Dusty Morris, chairman of the district’s fine arts, said Celebration of the Arts started in 2011 and was staged every other year through 2019. He said the concept originated rather spontaneously: Director of bands Ben Rosier raised the idea during a department meeting more than a decade ago.

“There’s a lot going on here at Vicksburg and Ben asked aloud what could we do to show the public all the things we have to offer,” Morris said. “Vicksburg is a Class B school and for a district that’s not huge, it’s pretty impressive how many different programs we have here.”

Morris said for at least the 17 years he’s been with the district it has shown time and again its unwavering support of the fine arts.

The April event featured talent from all grades in many areas. For example, artwork from the district’s five buildings was on display in the high school. Meanwhile, a portion of the event featured fourth- and fifth-grade choir members and musicians in the district’s string program, which also features fourth and fifth grades.

It also included the middle school band, both high school jazz bands, a number of high school concert bands, and several different choirs from Vicksburg’s elementary, middle and high schools.

Morris said the evening was structured so that events were staggered for maximum viewership. For example, a dance recital started at 5:30. Half an hour later, a student film festival was presented. A district-wide art show was available to view between 5:30 and 7, and the evening concluded with bands and choirs starting at 7 p.m. in the school gymnasium.

Morris said Celebration of the Arts also provides parents the chance to see components of the fine arts they might not otherwise take the time to witness.

“So, the parents of a fourth grader probably won’t attend a high school band concert, for example, and vice-versa,” he said. “If they come here tonight, they’ll have the opportunity to witness something they might not otherwise see.”

Patty Heintzelman, choir teacher at Tobey and Indian Lake elementaries, said she was excited to welcome back Celebration of the Arts. The program’s choral finale, Beethoven’s triumphant “Ode To Joy,” was intentionally chosen as a celebration to mark the return of such a beloved and popular community event.

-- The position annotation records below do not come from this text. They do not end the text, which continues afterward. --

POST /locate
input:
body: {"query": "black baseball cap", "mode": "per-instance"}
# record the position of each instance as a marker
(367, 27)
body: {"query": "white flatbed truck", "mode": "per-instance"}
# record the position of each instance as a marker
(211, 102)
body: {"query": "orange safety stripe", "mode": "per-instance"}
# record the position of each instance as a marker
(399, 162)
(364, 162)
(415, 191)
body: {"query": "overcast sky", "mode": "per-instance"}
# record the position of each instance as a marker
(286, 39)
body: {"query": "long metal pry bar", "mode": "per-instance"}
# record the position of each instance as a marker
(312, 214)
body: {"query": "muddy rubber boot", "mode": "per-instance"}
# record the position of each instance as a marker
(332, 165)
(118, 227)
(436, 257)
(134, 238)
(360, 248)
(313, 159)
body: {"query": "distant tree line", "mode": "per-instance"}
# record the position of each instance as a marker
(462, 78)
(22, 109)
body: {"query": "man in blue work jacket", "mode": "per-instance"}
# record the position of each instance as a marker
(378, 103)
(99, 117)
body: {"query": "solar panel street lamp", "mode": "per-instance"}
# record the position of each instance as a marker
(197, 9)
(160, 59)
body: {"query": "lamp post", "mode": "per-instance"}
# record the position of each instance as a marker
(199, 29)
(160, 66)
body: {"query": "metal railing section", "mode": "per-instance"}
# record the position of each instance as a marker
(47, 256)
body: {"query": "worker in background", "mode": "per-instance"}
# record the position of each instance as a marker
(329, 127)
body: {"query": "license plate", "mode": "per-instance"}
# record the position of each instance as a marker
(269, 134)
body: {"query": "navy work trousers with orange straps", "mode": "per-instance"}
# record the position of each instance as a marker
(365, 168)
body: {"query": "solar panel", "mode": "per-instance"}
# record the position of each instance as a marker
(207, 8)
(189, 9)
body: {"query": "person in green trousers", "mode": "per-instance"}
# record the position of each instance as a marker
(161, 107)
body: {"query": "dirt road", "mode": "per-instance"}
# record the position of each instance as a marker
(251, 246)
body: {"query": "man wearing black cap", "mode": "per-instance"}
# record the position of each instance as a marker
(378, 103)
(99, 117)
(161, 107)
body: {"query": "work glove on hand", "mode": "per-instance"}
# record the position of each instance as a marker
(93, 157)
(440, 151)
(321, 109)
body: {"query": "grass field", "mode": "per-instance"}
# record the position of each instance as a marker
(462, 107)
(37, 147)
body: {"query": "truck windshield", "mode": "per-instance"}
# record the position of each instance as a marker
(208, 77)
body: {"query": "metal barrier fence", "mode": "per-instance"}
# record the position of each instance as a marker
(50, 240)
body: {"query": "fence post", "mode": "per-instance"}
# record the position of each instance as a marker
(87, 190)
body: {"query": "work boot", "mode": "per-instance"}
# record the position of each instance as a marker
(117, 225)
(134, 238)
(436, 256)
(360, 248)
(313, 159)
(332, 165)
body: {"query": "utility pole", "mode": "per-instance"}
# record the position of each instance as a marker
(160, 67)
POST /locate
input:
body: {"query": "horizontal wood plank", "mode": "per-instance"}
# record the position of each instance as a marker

She said planning a performance of such magnitude required fine arts teachers to work together with the intent of a seamless transition when elementary, middle school and high school students combined for the closing piece.

Kyle Jones, father of Sunset Lake kindergartener Remi Jones, said his daughter was thrilled to learn her artwork – a picture of her dog, Boomer – was chosen to be featured in the art showcase.

The Celebration “is the first for us so it’s been really nice coming into the high school and seeing all that there is to see,” he said. “Remi has been talking about this ever since I got a message from school that her picture was chosen and, I have to say, I think it’s real important that kids learn from a young age how important the fine arts are.”

Megan Oswalt, Sunset Lake art teacher, said she chose between 40 to 50 pieces of artwork from BK through fifth grade to feature during the program. Oswalt conceded it was difficult to limit the number of pieces to fewer than 50.

Meanwhile, dance studio instructors Dawn Simpson and RJ Robertson-Degraaf said they were happy that students were able to share what they’ve learned through various dance programs this year.

“What thrills me the most is the opportunity this provided to keep culture and the arts front and center,” Simpson said, noting the district’s dance program includes tap, jazz, hip-hop, gymnastics and ballet. “Tonight, we showcased hula and Tahitian dances, and a few hip-hop numbers.”